Image: アップル
米アップルのワイヤレス充電マット「AirPower」の発売が中止された。
意欲的な設計を取り入れたAirPowerの開発には、いくつものチャレンジが存在していた。
アップル肝いりのAirPowerはなぜ、世に出なかったのだろうか。
新設計のワイヤレス充電マット
スマートフォンやモバイルバッテリーを充電するワイヤレス充電マットは、さまざまなメーカーから多数の製品が投入されている。これは「Qi(チー)」などの規格にもとづき、ワイヤレス充電マットと充電機器の間で「電磁誘導」を利用して、電力をやり取りする仕組みだ。
AirPowerが革新的だったのは、充電マットのどの場所に、どの機器をおいても充電できる点だ。充電する機器は「iPhone」だけでなく「Apple Watch」や「AirPods」にも対応しているしまたどの機器をどの場所に置いてもよい。
通常のワイヤレス充電マットは機器の置き場所が決まっており、そこから外れると充電ができなかった。AirPowerはユーザーにそのような手間を感じさせないのが、アピールポイントとなるはずだった。
発売直前での中止決定
そんなAirPowerは、今年3月30日に正式に発売中止が発表される。その理由としては、「アップルの高い要求水準を満たすことができない」ことが挙げられた。

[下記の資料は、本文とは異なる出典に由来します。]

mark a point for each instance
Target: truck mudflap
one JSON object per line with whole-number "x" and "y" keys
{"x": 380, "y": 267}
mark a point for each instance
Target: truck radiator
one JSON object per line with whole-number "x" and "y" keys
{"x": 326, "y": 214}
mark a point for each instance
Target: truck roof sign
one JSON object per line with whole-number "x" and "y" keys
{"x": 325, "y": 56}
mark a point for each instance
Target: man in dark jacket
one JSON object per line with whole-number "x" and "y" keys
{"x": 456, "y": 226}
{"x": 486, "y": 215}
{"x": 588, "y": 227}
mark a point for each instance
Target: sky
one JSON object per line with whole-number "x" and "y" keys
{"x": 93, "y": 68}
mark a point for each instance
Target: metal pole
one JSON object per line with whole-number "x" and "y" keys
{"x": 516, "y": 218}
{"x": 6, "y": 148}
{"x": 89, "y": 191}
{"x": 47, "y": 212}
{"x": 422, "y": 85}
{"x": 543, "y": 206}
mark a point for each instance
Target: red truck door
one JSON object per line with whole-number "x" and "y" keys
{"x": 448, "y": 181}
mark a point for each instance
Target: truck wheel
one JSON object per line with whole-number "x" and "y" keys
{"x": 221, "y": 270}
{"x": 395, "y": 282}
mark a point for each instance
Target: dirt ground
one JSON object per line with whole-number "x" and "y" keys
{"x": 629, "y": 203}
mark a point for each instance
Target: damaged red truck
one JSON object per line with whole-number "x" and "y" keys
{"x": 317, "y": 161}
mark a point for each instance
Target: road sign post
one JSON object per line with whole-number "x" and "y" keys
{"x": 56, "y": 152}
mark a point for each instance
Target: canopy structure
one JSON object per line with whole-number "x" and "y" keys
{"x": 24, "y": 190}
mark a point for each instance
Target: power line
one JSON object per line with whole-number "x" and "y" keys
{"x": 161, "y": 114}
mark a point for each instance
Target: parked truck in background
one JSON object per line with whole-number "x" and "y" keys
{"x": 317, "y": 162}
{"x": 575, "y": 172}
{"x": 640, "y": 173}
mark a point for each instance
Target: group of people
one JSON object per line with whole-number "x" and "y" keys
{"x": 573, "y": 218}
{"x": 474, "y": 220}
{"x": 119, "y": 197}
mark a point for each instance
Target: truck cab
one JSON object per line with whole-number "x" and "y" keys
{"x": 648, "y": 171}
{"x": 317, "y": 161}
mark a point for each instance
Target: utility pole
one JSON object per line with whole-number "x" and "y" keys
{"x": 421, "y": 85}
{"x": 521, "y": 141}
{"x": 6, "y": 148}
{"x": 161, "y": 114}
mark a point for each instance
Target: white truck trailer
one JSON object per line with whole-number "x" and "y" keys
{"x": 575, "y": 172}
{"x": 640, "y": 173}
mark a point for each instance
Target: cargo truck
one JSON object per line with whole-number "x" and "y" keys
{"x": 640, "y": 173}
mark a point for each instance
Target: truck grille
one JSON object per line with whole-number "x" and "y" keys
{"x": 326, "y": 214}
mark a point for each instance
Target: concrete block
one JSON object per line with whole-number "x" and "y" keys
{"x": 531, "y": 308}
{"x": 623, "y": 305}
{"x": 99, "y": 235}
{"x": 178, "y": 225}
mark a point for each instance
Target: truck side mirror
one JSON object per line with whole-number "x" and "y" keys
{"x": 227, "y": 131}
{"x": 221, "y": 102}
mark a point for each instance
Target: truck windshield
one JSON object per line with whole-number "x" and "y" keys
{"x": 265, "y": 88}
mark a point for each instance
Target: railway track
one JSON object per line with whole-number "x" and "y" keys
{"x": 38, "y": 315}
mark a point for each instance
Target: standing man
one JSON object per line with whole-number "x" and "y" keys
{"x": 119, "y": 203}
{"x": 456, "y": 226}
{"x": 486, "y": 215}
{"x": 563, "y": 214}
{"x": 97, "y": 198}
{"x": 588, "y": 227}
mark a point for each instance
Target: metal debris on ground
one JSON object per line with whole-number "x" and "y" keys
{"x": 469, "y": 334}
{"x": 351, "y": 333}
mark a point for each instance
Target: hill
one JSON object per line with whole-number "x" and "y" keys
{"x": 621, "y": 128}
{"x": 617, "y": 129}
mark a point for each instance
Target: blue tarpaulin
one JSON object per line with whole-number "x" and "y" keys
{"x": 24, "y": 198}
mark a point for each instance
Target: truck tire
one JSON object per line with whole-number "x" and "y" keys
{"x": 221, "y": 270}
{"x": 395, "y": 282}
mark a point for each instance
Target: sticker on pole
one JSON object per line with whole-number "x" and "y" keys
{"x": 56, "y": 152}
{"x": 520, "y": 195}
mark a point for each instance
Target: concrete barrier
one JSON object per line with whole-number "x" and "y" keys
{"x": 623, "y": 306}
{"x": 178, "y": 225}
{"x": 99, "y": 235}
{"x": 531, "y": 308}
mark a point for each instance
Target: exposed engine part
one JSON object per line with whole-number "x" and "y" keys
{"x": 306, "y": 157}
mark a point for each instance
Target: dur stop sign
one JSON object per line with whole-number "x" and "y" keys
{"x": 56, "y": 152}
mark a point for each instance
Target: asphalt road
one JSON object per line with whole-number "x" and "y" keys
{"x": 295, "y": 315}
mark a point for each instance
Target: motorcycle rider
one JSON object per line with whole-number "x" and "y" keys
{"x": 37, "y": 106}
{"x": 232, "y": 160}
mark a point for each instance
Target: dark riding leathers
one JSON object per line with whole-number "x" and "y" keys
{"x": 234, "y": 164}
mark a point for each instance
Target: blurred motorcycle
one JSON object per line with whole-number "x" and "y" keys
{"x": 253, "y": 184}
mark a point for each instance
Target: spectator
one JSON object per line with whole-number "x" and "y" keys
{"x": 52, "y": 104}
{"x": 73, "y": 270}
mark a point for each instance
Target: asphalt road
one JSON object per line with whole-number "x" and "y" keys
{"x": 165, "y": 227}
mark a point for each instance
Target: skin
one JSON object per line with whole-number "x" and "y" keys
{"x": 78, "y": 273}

2017年9月に発表されたAirPowerは、以前よりその販売計画が不透明だった。発表当時から発売時期は「2018年中」とはっきりとせず、その後に公式ホームページから一部の画像が削除されるなどの動きもあった。
しかし、2019年3月に発表された「第2世代AirPods」のワイヤレス充電ケースのパッケージには、確かにAirPowerのイラストが掲載されている。つまり、AirPowerの発売中止は今年のごく最近に下されたことが推測されるのだ。